The dbpedia dataset contains 1 million articles from Wikipedia and their vector embeddings generated using the text-embedding-3-large model from OpenAI.

The dataset is an excellent starter dataset to understand vector embeddings, vector similarity search and Generative AI. We use this dataset to demonstrate approximate nearest neighbor search in ClickHouse and a simple but powerful Q&A application.

Dataset details

The dataset contains 26 Parquet files located on huggingface.co. The files are named 0.parquet, 1.parquet, ..., 25.parquet. To view some example rows of the dataset, please visit this Hugging Face page.

Create table

Create the dbpedia table to store the article id, title, text and embedding vector:

CREATE TABLE dbpedia
(
  id      String,
  title   String,
  text    String,
  vector  Array(Float32) CODEC(NONE)
) ENGINE = MergeTree ORDER BY (id);

Load table

To load the dataset from all Parquet files, run the following shell command:

$ seq 0 25 | xargs -P1 -I{} clickhouse client -q "INSERT INTO dbpedia SELECT _id, title, text, \"text-embedding-3-large-1536-embedding\" FROM url('https://huggingface.co/api/datasets/Qdrant/dbpedia-entities-openai3-text-embedding-3-large-1536-1M/parquet/default/train/{}.parquet') SETTINGS max_http_get_redirects=5,enable_url_encoding=0;"

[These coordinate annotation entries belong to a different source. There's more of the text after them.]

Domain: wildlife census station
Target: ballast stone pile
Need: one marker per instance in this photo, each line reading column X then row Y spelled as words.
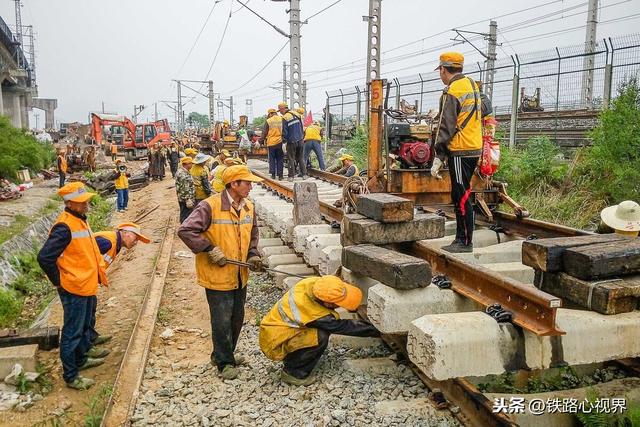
column 349, row 391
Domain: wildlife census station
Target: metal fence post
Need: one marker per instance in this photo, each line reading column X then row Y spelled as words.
column 357, row 107
column 608, row 75
column 513, row 129
column 555, row 130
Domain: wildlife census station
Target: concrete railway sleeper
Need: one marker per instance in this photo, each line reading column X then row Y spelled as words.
column 443, row 333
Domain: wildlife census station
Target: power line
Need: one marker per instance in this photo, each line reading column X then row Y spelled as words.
column 262, row 69
column 304, row 21
column 195, row 42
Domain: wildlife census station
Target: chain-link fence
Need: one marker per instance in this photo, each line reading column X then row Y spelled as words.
column 542, row 85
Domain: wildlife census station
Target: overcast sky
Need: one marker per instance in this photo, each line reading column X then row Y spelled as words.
column 125, row 52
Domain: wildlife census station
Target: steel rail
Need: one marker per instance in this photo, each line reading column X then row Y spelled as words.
column 330, row 212
column 532, row 309
column 327, row 176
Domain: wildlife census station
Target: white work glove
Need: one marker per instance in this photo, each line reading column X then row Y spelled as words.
column 435, row 168
column 216, row 256
column 256, row 263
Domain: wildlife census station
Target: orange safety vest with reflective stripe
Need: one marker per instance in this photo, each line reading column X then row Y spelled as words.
column 122, row 182
column 63, row 164
column 112, row 237
column 274, row 136
column 283, row 330
column 469, row 135
column 81, row 266
column 312, row 133
column 232, row 234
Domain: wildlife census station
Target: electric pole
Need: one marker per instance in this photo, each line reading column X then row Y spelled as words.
column 211, row 105
column 180, row 115
column 284, row 81
column 490, row 62
column 373, row 45
column 589, row 58
column 249, row 109
column 295, row 68
column 18, row 21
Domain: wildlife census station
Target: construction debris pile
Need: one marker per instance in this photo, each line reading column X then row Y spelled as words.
column 597, row 272
column 9, row 191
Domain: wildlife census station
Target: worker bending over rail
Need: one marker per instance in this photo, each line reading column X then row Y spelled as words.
column 297, row 328
column 458, row 140
column 71, row 260
column 224, row 227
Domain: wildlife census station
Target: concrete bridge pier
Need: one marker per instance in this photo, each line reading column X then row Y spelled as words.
column 49, row 106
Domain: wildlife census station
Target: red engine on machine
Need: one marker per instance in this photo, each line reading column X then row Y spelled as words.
column 414, row 153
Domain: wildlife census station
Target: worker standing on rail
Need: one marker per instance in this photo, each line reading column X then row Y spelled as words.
column 121, row 177
column 458, row 139
column 312, row 142
column 71, row 259
column 293, row 137
column 109, row 243
column 174, row 159
column 62, row 168
column 200, row 175
column 224, row 227
column 297, row 328
column 185, row 189
column 272, row 134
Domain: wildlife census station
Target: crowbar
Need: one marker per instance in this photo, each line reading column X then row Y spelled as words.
column 246, row 264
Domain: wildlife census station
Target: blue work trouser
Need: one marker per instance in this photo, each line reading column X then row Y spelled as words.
column 123, row 198
column 316, row 147
column 276, row 161
column 75, row 340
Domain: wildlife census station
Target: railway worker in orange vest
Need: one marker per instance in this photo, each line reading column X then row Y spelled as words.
column 458, row 139
column 272, row 134
column 109, row 243
column 297, row 328
column 71, row 260
column 223, row 227
column 62, row 168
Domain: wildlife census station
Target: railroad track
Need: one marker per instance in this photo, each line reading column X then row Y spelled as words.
column 475, row 282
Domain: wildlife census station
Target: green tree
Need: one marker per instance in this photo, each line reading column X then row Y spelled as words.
column 613, row 162
column 197, row 119
column 20, row 150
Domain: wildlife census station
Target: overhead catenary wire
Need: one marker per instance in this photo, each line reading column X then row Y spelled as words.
column 263, row 68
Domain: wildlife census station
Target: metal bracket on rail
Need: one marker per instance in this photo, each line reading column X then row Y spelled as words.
column 499, row 314
column 520, row 211
column 441, row 281
column 497, row 229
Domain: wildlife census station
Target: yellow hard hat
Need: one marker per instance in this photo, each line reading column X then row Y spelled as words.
column 333, row 290
column 238, row 173
column 451, row 59
column 75, row 192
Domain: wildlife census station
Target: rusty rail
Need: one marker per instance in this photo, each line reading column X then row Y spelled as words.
column 327, row 176
column 330, row 212
column 532, row 308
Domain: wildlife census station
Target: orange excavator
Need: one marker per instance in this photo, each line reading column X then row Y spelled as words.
column 138, row 137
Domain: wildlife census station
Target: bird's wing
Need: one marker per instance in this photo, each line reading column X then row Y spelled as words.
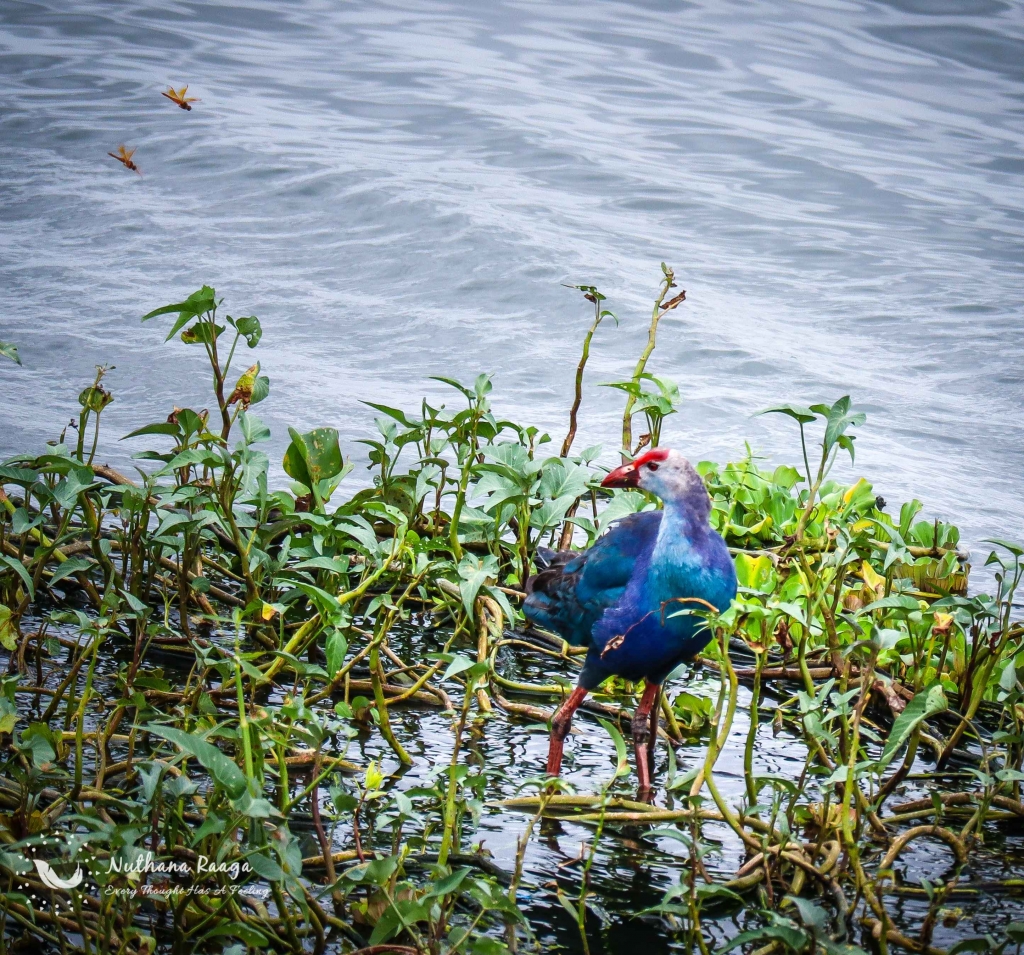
column 573, row 590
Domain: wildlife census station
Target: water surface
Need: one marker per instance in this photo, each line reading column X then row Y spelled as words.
column 398, row 189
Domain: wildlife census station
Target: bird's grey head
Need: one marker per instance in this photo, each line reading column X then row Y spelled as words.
column 667, row 474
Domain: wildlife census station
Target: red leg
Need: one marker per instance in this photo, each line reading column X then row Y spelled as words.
column 560, row 724
column 655, row 711
column 641, row 733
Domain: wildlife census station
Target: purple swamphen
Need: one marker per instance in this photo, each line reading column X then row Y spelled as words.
column 621, row 598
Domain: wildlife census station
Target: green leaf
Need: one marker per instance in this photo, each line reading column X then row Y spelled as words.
column 223, row 770
column 266, row 867
column 199, row 303
column 72, row 565
column 337, row 647
column 8, row 633
column 623, row 767
column 460, row 663
column 926, row 703
column 376, row 872
column 796, row 411
column 203, row 333
column 796, row 940
column 18, row 568
column 448, row 884
column 163, row 427
column 312, row 458
column 249, row 328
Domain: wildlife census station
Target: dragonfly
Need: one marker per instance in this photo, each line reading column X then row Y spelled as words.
column 178, row 96
column 125, row 157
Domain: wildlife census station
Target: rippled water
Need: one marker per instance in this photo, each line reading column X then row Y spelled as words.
column 398, row 189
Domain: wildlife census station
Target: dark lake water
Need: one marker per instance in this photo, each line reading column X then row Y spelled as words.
column 399, row 189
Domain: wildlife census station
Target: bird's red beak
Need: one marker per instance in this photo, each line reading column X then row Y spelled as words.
column 626, row 476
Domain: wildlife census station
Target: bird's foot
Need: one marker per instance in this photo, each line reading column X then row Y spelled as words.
column 645, row 794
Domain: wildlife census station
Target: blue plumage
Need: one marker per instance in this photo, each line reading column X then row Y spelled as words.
column 622, row 598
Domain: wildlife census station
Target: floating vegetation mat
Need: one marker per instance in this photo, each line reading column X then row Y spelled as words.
column 237, row 717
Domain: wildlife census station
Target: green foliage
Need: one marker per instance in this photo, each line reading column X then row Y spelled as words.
column 9, row 350
column 283, row 605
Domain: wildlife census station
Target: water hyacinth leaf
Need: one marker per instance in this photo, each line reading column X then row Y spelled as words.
column 22, row 522
column 253, row 428
column 312, row 458
column 623, row 766
column 199, row 303
column 796, row 411
column 924, row 705
column 336, row 649
column 95, row 398
column 14, row 564
column 70, row 566
column 163, row 427
column 449, row 883
column 203, row 333
column 376, row 872
column 8, row 633
column 24, row 476
column 223, row 770
column 796, row 940
column 457, row 665
column 249, row 328
column 243, row 392
column 756, row 573
column 265, row 867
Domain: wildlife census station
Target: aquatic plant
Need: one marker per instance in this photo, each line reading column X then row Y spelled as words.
column 192, row 654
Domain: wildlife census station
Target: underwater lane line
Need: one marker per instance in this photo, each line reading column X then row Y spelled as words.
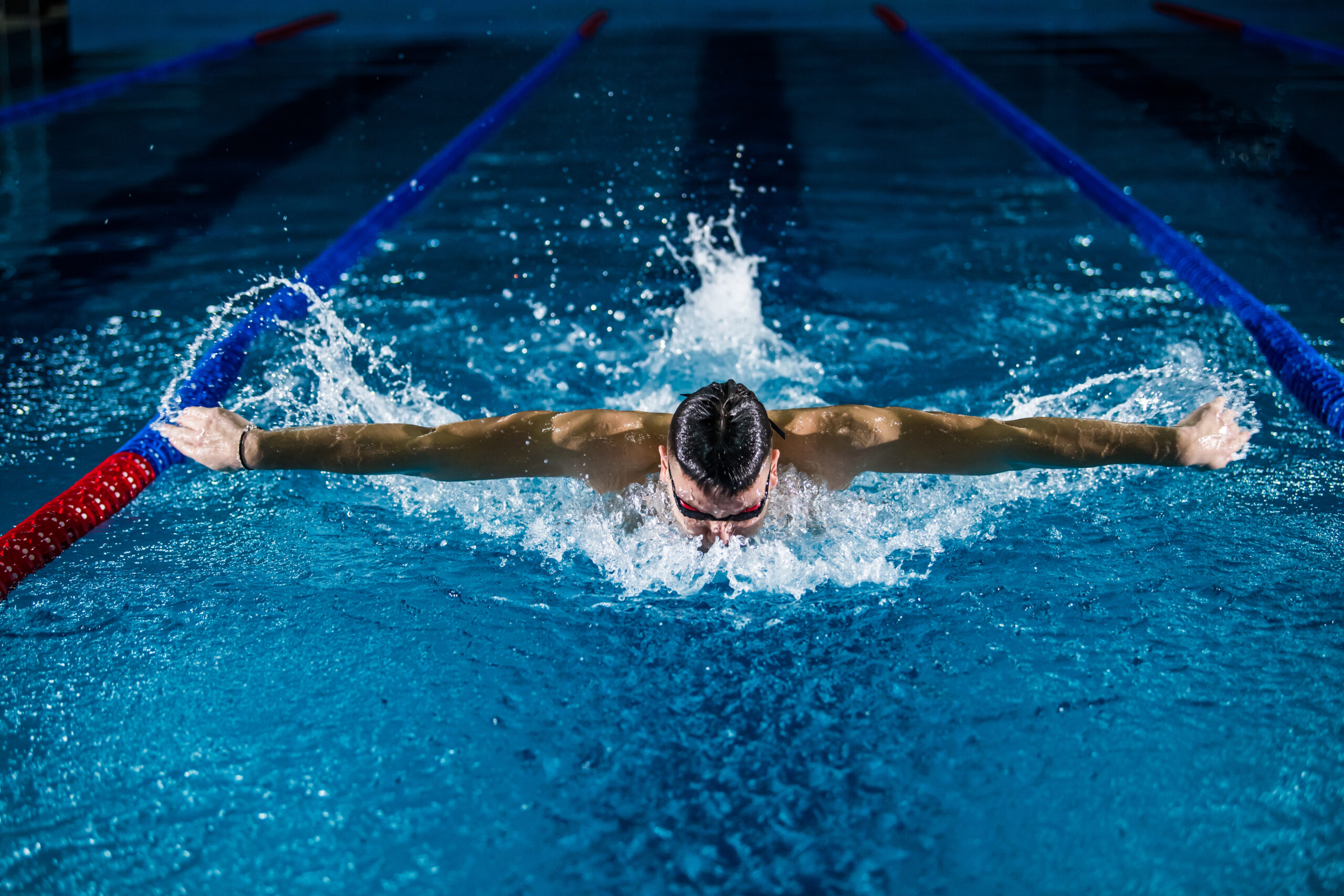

Alternatively, individual SQL statements can be run as shown below to load each of the 25 Parquet files:

INSERT INTO dbpedia SELECT _id, title, text, "text-embedding-3-large-1536-embedding" FROM url('https://huggingface.co/api/datasets/Qdrant/dbpedia-entities-openai3-text-embedding-3-large-1536-1M/parquet/default/train/0.parquet') SETTINGS max_http_get_redirects=5,enable_url_encoding=0;
INSERT INTO dbpedia SELECT _id, title, text, "text-embedding-3-large-1536-embedding" FROM url('https://huggingface.co/api/datasets/Qdrant/dbpedia-entities-openai3-text-embedding-3-large-1536-1M/parquet/default/train/1.parquet') SETTINGS max_http_get_redirects=5,enable_url_encoding=0;
...
INSERT INTO dbpedia SELECT _id, title, text, "text-embedding-3-large-1536-embedding" FROM url('https://huggingface.co/api/datasets/Qdrant/dbpedia-entities-openai3-text-embedding-3-large-1536-1M/parquet/default/train/25.parquet') SETTINGS max_http_get_redirects=5,enable_url_encoding=0;

Verify that 1 million rows are seen in the dbpedia table:

SELECT count(*)
FROM dbpedia

   ┌─count()─┐
1. │ 1000000 │
   └─────────┘

Recommended reading: "Vector embeddings " OpenAPI guide

Semantic search (also referred to as similarity search) using vector embeddings involves the following steps:

  • Accept a search query from a user in natural language e.g "Tell me about some scenic rail journeys”, “Suspense novels set in Europe” etc
  • Generate embedding vector for the search query using the LLM model
  • Find nearest neighbours to the search embedding vector in the dataset

The nearest neighbours are documents, images or content that are results relevant to the user query. The retrieved results are the key input to Retrieval Augmented Generation (RAG) in Generative AI applications.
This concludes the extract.